My reading over the last few years has settled into a regular pattern. In a given year, I’ll read quite a lot of books that I end up thinking are OK; they pass the time long, but ultimately I don’t feel much attachment to them. I’ll read a fair number of books that I think are good (or better) and there’ll be just a precious few that change me and become favourites. That’s when I experience what Andy Miller (in The Year of Reading Dangerously) called “the dizzying force of books”; when reading becomes more – deeper – than a hobby for me.

I’ve tended to assume that this pattern is just a reflection of how things are – but what if I’m wrong? My favourite books, and the strong reactions they inspire, are the key to how and why I read; but I have never organised my reading around this, and now I want to see what happens if I do. In 2015, I’m going to go looking for books that affect me most deeply, and really try to explore what makes me tick as a reader.

What kinds of books am I talking about? Well, that’s a tricky question. They’re books as disparate as The Luminaries, New Model Army, Legend of a Suicide, Redemption in Indigo, The Hottest Dishes of the Tartar Cuisine, and Hawthorn & Child – all these books, and others, have left me with intense feelings that I was compelled to write about. But each response was unique, and it’s difficult for me to pin down a common thread. I might suggest that my favourite books often carry some sense of their own artifice – certainly I have learned in recent years that the power of fiction is not diminished for me if I’m kept reminded that it’s just words on a page (quite the opposite, sometimes). But I’m only really going to find out what books I like best by actively reading and thinking; this will do as a starting point, however.
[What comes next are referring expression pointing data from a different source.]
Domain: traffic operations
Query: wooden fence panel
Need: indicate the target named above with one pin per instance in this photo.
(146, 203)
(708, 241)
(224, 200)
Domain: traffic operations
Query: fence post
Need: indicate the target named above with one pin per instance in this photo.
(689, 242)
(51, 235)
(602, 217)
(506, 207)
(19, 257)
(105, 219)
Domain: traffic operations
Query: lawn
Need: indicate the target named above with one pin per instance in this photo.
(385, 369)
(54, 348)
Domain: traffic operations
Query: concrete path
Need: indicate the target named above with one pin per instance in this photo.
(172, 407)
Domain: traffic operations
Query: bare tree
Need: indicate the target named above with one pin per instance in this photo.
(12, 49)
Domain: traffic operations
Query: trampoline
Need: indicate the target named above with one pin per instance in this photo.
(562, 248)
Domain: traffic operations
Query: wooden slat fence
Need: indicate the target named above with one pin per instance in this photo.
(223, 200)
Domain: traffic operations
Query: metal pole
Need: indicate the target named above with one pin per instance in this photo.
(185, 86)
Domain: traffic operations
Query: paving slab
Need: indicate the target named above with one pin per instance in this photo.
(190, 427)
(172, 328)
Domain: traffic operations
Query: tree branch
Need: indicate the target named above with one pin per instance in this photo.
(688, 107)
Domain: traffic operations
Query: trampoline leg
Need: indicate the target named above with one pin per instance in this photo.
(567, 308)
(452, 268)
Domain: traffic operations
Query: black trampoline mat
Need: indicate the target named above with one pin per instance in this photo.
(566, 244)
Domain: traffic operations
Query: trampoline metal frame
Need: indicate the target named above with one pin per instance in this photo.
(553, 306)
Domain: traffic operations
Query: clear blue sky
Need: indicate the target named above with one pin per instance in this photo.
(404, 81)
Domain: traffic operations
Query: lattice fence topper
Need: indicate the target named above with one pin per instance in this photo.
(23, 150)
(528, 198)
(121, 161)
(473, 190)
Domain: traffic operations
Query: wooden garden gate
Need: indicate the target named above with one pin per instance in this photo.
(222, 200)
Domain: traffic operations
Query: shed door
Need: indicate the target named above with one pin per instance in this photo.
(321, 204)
What does this all mean in practical terms for my reading and blogging? Reading more selectively, for one thing; more of a balance of old and new, probably. I still want to take chances on new books (I’ve found plenty of gems that way, after all); but I’m going to be choosing books primarily on whether I think they’ll have that ‘something’, and dropping them more readily if it turns out that they don’t. I know this is vague: it’s going to run largely on instinct, and I’m still going to like some books better than others. The point is that I want to concentrate on books that ‘enrich’ me (in a broad sense) as a reader, and be attentive to all the different ways in which that can happen.

In terms of this blog, I’m not sure yet: my responses to books might get more personal; I might do fewer of the round-up posts; we’ll see. One big change, though, is the name of the blog. I chose ‘Follow the Thread’ six years ago; it was intended to denote following the thread of an argument, but also to echo Theseus following the thread through the Labyrinth, as a nod to the fantasy and science fiction that was my primary reading material at the time. All this is still fine – but my reading has developed in a different direction from the one I anticipated in 2009, and I want my blog to have a name that reflects the reader I am now.
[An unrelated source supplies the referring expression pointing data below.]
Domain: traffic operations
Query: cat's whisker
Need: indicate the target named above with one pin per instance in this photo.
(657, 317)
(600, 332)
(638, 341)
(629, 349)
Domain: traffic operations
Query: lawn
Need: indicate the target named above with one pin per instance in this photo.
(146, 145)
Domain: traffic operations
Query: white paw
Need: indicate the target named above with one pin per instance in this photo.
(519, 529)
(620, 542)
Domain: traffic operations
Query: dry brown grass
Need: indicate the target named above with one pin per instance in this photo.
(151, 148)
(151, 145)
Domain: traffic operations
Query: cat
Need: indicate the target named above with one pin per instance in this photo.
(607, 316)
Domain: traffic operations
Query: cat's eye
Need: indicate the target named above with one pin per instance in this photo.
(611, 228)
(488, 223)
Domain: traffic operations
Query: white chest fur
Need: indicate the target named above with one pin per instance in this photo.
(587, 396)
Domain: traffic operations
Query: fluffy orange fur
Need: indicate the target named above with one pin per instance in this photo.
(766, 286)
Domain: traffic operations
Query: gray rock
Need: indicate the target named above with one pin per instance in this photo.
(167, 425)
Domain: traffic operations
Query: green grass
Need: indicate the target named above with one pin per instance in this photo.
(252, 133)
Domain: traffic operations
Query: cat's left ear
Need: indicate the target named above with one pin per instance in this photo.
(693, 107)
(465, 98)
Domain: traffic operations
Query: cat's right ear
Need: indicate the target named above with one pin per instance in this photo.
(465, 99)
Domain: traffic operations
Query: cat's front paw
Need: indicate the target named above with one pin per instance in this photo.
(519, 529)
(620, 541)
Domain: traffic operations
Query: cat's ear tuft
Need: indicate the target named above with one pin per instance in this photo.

So I’ve come up with ‘David’s Book World’, which is essentially what the blog is about – the books that make my world, and how I see them. It’s also a recognition that translated fiction, and other ‘world lit’, are (and remain) integral parts of what I read. And it even lets me keep the URL.

I never have had a succinct answer to the question ‘What sort of books do you like?’ Now I have a whole blog where I’ll try to find an answer.